Tuning Random Generators: Property-Based Testing as Probabilistic Programming
Ryan Tjoa, Poorva Garg, Harrison Goldstein, Todd Millstein, Benjamin Pierce, Guy Van den Broeck
TL;DR
This work tackles the challenge of tuning property-based testing generators by learning symbolic weights offline to optimize user-defined objectives. It introduces Loaded Dice, a discrete probabilistic programming language with exact inference via binary decision diagrams and differentiable gradients, enabling gradient-based learning of generator weights. The framework supports target distributions, diversity via entropy, and validity via specification entropy, with REINFORCE used to handle entropy objectives efficiently. Empirical results on Etna benchmarks show that automatically tuned generators can dramatically accelerate bug finding (3.1–7.4x) while increasing the diversity and validity of test cases. Practically, this approach provides a principled, automated way to shape input distributions in PBT, reducing manual tuning burdens and improving testing efficacy.
Abstract
Property-based testing validates software against an executable specification by evaluating it on randomly generated inputs.

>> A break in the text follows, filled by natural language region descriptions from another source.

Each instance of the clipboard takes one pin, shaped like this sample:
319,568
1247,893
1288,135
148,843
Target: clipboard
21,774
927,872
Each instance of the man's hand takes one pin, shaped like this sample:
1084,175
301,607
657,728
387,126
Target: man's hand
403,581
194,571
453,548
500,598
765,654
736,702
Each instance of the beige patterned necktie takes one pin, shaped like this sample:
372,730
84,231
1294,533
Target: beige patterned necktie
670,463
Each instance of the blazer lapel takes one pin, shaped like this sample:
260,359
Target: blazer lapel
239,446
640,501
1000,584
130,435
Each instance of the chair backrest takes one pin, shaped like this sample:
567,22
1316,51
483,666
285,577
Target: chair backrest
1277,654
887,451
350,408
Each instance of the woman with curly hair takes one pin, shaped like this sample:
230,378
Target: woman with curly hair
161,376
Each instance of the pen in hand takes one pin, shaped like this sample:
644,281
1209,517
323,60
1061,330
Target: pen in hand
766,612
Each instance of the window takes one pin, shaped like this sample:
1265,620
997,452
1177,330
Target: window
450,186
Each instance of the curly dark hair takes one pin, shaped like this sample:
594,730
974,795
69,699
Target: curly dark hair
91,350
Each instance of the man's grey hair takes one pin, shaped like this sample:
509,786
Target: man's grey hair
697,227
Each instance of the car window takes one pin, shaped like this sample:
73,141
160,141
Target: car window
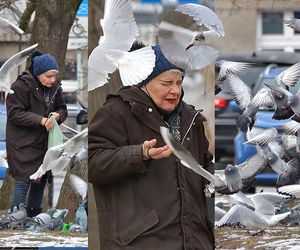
249,76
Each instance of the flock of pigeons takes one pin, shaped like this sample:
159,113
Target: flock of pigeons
190,50
53,219
279,150
57,159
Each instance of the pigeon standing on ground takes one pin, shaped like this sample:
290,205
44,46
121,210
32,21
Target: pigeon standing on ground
120,31
235,175
57,222
263,217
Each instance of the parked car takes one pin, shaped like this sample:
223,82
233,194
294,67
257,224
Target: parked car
226,111
263,121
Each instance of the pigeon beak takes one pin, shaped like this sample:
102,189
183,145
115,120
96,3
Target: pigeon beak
189,46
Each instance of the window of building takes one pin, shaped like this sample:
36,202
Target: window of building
297,15
272,23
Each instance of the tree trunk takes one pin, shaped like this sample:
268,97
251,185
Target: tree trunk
51,26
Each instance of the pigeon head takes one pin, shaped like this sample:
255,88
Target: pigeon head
196,40
231,170
271,157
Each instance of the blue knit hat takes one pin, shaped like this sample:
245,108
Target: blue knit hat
43,64
162,64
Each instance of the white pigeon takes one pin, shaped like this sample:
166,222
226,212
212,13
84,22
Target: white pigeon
290,127
120,31
176,45
242,215
293,190
12,63
79,185
189,49
230,67
8,27
294,23
265,137
203,16
58,157
185,156
289,77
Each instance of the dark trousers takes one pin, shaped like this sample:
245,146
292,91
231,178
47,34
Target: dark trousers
35,193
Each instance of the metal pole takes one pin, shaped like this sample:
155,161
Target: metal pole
79,78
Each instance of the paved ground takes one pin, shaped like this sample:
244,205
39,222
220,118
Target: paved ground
279,238
23,238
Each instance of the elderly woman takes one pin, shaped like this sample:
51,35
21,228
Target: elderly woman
37,93
145,198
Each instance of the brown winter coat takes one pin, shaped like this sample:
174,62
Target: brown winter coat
153,204
26,139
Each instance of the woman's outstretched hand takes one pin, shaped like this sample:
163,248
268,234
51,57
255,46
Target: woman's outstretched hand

The standard way that PBT users generate test inputs is via generators that describe how to sample test inputs through random choices. To achieve a good distribution over test inputs, users must tune their generators, i.e., decide on the weights of these individual random choices. Unfortunately, it is very difficult to understand how to choose individual generator weights in order to achieve a desired distribution, so today this process is tedious and limits the distributions that can be practically achieved. In this paper, we develop techniques for the automatic and offline tuning of generators. Given a generator with undetermined symbolic weights and an objective function, our approach automatically learns values for these weights that optimize for the objective. We describe useful objective functions that allow users to (1) target desired distributions and (2) improve the diversity and validity of their test cases. We have implemented our approach in a novel discrete probabilistic programming system, Loaded Dice, that supports differentiation and parameter learning, and use it as a language for generators. We empirically demonstrate that our approach is effective at optimizing generator distributions according to the specified objective functions. We also perform a thorough evaluation on PBT benchmarks, demonstrating that, when automatically tuned for diversity and validity, the generators exhibit a 3.1-7.4x speedup in bug finding.